The researchers in their study, compared the cost of cooking with electricity, vis-a-vis other traditional cooking fuels popular in urban Accra such as charcoal, and gas.
It was discovered that, currently only 1% of Ghanaians use electricity as their primary cooking fuel.
More than 87% of Ghanaians it came out, have access to electricity, yet more than 70% are still using biomass fuels for their cooking.
The study was done in Accra and the numbers are based on current prices there.
This came to light during the launch of “The Ghana eCOOKBOOK” publish by the Modern Energy Cooking Services Programme which forms part of its series of eCookbooks.
The Director for Renewable Energy at the Ministry of Energy, Ing. Seth Agbeve Mahu in an interview disclosed that, data available indicate that using electricity for cooking is cost effective and affordable with multiple benefits including health, demand for electricity etc and, can help Ghana to inject more renewable energy into the system.
“It can also help address other social issues.

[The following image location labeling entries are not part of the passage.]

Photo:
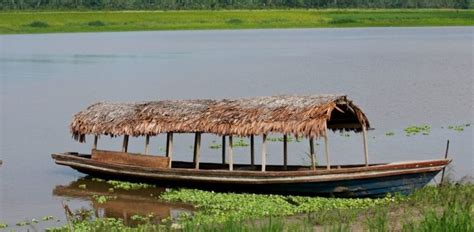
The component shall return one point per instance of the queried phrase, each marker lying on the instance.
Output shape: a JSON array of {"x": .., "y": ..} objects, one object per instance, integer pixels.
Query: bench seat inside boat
[{"x": 134, "y": 159}]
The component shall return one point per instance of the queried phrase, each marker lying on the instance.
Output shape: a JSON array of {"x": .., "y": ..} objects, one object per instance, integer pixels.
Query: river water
[{"x": 399, "y": 76}]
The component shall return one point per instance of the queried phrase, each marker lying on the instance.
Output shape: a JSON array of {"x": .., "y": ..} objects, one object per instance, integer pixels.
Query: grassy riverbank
[
  {"x": 98, "y": 21},
  {"x": 447, "y": 208}
]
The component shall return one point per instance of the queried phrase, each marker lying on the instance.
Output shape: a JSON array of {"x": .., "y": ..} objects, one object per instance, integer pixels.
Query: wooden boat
[{"x": 301, "y": 116}]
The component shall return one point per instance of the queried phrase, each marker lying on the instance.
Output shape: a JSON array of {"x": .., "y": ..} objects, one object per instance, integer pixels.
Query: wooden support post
[
  {"x": 445, "y": 157},
  {"x": 96, "y": 139},
  {"x": 223, "y": 150},
  {"x": 312, "y": 154},
  {"x": 197, "y": 149},
  {"x": 285, "y": 152},
  {"x": 147, "y": 143},
  {"x": 125, "y": 143},
  {"x": 366, "y": 149},
  {"x": 252, "y": 151},
  {"x": 326, "y": 151},
  {"x": 264, "y": 152},
  {"x": 169, "y": 147},
  {"x": 231, "y": 154}
]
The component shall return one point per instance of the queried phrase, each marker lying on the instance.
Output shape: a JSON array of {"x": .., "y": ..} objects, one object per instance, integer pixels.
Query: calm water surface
[{"x": 399, "y": 76}]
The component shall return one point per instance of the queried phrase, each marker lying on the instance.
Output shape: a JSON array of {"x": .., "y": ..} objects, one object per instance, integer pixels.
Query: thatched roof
[{"x": 297, "y": 115}]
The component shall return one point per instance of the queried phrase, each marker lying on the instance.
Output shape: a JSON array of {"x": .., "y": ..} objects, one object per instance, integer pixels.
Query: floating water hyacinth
[
  {"x": 459, "y": 128},
  {"x": 414, "y": 130},
  {"x": 390, "y": 133}
]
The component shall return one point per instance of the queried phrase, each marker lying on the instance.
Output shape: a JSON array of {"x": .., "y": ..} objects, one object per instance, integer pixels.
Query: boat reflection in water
[{"x": 123, "y": 203}]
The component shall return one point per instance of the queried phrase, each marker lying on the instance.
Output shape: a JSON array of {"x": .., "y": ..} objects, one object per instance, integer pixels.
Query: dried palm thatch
[{"x": 308, "y": 116}]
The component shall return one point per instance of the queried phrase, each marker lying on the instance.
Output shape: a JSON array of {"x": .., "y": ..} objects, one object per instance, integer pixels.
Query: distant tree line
[{"x": 224, "y": 4}]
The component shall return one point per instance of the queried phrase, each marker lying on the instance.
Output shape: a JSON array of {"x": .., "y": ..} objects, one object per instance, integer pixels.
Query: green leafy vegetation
[
  {"x": 101, "y": 199},
  {"x": 12, "y": 22},
  {"x": 414, "y": 130},
  {"x": 446, "y": 208},
  {"x": 219, "y": 207},
  {"x": 47, "y": 218},
  {"x": 116, "y": 184},
  {"x": 96, "y": 23},
  {"x": 236, "y": 4},
  {"x": 459, "y": 128},
  {"x": 40, "y": 24},
  {"x": 390, "y": 133},
  {"x": 23, "y": 223}
]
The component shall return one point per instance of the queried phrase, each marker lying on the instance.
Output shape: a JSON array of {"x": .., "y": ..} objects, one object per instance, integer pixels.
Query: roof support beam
[
  {"x": 312, "y": 153},
  {"x": 169, "y": 147},
  {"x": 223, "y": 150},
  {"x": 125, "y": 143},
  {"x": 264, "y": 152},
  {"x": 96, "y": 139},
  {"x": 285, "y": 151},
  {"x": 366, "y": 149},
  {"x": 252, "y": 151},
  {"x": 147, "y": 143},
  {"x": 326, "y": 151},
  {"x": 231, "y": 154},
  {"x": 197, "y": 149}
]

So, I see the use of electricity for cooking as the way to go not for the future but for now”.
He said if people in other countries uses electricity for cooking and it is cheaper, it is the same manner that Ghana can also use and would be cheaper.

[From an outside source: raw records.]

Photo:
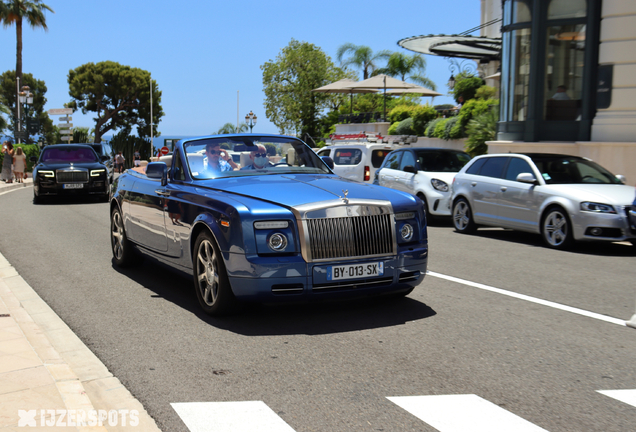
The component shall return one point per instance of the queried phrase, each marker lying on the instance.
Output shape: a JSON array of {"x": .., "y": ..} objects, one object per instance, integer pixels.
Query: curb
[{"x": 81, "y": 379}]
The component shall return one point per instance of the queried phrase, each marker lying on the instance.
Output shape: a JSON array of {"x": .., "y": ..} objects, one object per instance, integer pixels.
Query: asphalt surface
[{"x": 331, "y": 367}]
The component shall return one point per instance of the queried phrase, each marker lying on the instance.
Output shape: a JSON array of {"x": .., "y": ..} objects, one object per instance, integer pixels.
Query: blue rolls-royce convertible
[{"x": 276, "y": 226}]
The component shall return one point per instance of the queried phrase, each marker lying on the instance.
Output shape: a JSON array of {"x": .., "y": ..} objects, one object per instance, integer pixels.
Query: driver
[
  {"x": 259, "y": 158},
  {"x": 218, "y": 160}
]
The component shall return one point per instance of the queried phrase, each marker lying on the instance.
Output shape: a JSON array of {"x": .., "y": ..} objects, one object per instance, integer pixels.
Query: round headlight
[
  {"x": 407, "y": 232},
  {"x": 277, "y": 242}
]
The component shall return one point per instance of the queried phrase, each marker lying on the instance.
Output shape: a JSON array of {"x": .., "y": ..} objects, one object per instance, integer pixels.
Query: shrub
[
  {"x": 430, "y": 128},
  {"x": 481, "y": 129},
  {"x": 405, "y": 127},
  {"x": 421, "y": 117}
]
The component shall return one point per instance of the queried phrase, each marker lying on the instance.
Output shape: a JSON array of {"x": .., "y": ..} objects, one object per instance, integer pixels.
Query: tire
[
  {"x": 556, "y": 228},
  {"x": 123, "y": 251},
  {"x": 211, "y": 283},
  {"x": 463, "y": 217}
]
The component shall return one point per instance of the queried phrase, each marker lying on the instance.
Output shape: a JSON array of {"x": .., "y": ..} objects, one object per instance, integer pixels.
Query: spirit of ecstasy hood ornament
[{"x": 344, "y": 198}]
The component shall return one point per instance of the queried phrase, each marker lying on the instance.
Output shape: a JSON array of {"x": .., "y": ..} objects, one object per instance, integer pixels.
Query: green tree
[
  {"x": 118, "y": 94},
  {"x": 35, "y": 112},
  {"x": 230, "y": 128},
  {"x": 14, "y": 12},
  {"x": 287, "y": 83},
  {"x": 362, "y": 57},
  {"x": 405, "y": 66}
]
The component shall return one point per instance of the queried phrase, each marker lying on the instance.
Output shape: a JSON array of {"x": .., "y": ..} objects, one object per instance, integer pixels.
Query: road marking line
[
  {"x": 627, "y": 396},
  {"x": 245, "y": 416},
  {"x": 531, "y": 299},
  {"x": 460, "y": 413}
]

According to him, what is needed most now has to do with awareness creation of the benefits associated with the use of electricity for cooking added that, when you cook at the non-peak hours with electricity, the cost is very low than the peak hours.
Most of the electric cookers he mentioned, comes with facilities that enable the user to keep the food warm for a very long time.
“Using firewood to cook is cost to the environment and is something we take it for granted. The change in rainfall patterns, flooding etc contributed to the over exploitation of the environment. We need to send a clear message to everybody of the environmental cost when using charcoal and firewood to cook. The use of electricity to cook will help us address that cost. We also need to ensure that there is target driven programmes and incentives”.
He was of the view that, if the cost of appliances for cooking are so high, the government can use tax exemption to ensure that companies that produces the technology come to Ghana and produce them in large scale in other to drop price down for the poor to have access in terms of affordability after giving them incentives.
A beneficiary of an electric pressure cooker who shared her experience in an interview, Madam Salamatu said, using electricity for cooking is economical, save time and money likewise, environmental friendly.
She added that, the advantage in using electricity for cooking as compared to charcoal and firewood is about its cheapness.
“Cooking with electric pressure cooker consumed less electricity. It can cost you less than Gh¢1.00 for 45 minutes as compared to charcoal and gas that costs Gh¢3.00”.
Madam Salamatu therefore, advised the general public to go for electric pressure cooker to be able to save cost and time.
On his part, Prof. Ed Brown, Research Director, Modern Energy Cooking Services said that cooking with electricity was very cheap compared to cooking with charcoal or LPG as their latest eCookbook proofs, cooking a series of local dishes repeatedly with different fuels.
Electricity he mentioned, came out 2-4 times as cheap for jollof, kontomire with yam, Banku with Okro Stew, TZ, beans stew with Plantain.
Prof Ed Brown did however mention the reduction of price for electric appliances through subsidies or reduction on import tariffs to enable consumers to adopt truely clean cooking with electricity.
According to him, people always have in mind that electricity would be very expensive when using to cook.
He urged the government of Ghana to help bring the cost of electricity down so that, people can afford to cook with electricity especially the poor in other to save the environment.